More than 50 L at the property

HSNO certificate from a compliance certifier

LPG (household)

Up to 100 kg without site certification

Cylinders upright, secured, away from openings, at least 1 m from drains

Flammable liquids indoors

Over schedule thresholds

Location compliance certificate under HS Regulations Part 11

Any hazardous substance

Any quantity

SDS on site, labels intact, segregation from incompatibles


If you’re close to a trigger, reduce deliveries and move storage offsite rather than trying to “manage it harder” inside the dwelling.


Christchurch Disposal: What You Cannot Put in Kerbside Bins


Correct disposal closes the loop, because leftover chemicals and empty containers cause fires in bins, trucks, and garages.


waste disposal


Christchurch City Council prohibits paints, solvents, gas bottles, and batteries in kerbside bins, so plan trips to EcoDrop Resource Recovery Centres for household hazardous waste drop-off.


Confirm current limits, opening hours, and accepted items before you load the car, and never pour solvents into sinks, gully traps, or stormwater drains.


10-Point Prestart Checklist for Landlords


A short written prestart, signed by the parties who control the work, prevents the “nobody owns it” problem that causes most near-misses.


Use this 48 to 72 hours before work starts, then repeat any items that change when a new trade arrives.

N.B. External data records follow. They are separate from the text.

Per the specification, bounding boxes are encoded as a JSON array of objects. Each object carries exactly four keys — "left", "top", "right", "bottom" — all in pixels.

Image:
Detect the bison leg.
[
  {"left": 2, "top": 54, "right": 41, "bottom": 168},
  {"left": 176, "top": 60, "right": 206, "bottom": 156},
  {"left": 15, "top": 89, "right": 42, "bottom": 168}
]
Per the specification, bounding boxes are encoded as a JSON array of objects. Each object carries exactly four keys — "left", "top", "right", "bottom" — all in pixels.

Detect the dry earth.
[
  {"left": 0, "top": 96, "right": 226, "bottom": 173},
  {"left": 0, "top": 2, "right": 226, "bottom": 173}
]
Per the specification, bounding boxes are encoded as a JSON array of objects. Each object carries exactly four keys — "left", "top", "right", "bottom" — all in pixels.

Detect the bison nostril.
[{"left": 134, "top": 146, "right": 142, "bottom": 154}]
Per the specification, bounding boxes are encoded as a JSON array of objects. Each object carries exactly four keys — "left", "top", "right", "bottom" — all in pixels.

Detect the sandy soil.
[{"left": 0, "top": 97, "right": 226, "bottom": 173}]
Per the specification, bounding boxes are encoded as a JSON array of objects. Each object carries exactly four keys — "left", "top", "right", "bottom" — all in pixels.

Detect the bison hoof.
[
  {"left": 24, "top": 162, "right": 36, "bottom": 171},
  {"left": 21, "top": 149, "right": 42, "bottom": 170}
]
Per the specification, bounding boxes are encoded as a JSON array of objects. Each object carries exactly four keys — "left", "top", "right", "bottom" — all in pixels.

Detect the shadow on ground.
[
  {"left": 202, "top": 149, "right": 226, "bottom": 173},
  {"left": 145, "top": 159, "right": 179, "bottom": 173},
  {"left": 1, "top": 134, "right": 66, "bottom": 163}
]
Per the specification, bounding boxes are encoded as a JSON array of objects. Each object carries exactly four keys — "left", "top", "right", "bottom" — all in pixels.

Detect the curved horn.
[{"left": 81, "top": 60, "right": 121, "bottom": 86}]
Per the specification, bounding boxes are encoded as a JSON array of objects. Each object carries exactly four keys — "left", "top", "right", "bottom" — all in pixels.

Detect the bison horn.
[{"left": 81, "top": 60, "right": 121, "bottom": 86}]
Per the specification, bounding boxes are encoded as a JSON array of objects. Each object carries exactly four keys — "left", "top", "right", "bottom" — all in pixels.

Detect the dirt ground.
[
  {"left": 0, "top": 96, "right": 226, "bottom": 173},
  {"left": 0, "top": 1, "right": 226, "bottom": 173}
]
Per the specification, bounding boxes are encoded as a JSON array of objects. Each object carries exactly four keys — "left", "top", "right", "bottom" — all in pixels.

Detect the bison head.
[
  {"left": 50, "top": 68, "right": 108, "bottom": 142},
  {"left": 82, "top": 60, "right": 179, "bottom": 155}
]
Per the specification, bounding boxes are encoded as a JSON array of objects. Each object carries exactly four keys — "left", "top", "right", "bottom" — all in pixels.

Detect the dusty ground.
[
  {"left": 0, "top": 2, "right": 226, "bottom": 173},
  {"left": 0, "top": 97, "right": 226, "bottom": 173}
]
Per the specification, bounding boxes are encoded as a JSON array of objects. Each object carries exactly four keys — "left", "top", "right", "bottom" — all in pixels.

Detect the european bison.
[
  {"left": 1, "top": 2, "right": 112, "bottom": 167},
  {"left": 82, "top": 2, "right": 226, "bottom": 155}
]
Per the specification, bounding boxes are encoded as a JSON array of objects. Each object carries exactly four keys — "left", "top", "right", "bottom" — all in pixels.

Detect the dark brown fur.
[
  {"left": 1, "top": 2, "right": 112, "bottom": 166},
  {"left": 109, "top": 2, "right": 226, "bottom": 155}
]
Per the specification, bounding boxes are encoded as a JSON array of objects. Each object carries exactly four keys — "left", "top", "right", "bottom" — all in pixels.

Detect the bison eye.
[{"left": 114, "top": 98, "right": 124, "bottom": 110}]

  1. Approve a task-based chemical inventory with maximum on-site quantities per day.

  2. Nominate primary and secondary storage locations on the site plan.

  3. Verify the flammable cabinet meets AS 1940 expectations and is installed correctly.

  4. Set smoking and battery-charging zones well away from storage and waste.

  5. Confirm isolation of pilot lights and gas appliances where flammables are used or stored.

  6. Agree on the oily-rag process, including containers, lids down, and end-of-day removal.

  7. Place hazard signage at storage points and keep access clear at all times.

  8. Print and file the SDS pack for every hazardous product on site.

  9. Define end-of-day lock-up with a simple sign-off and a named keyholder.

  10. Place a suitable ABE extinguisher near storage and log regular checks during the job.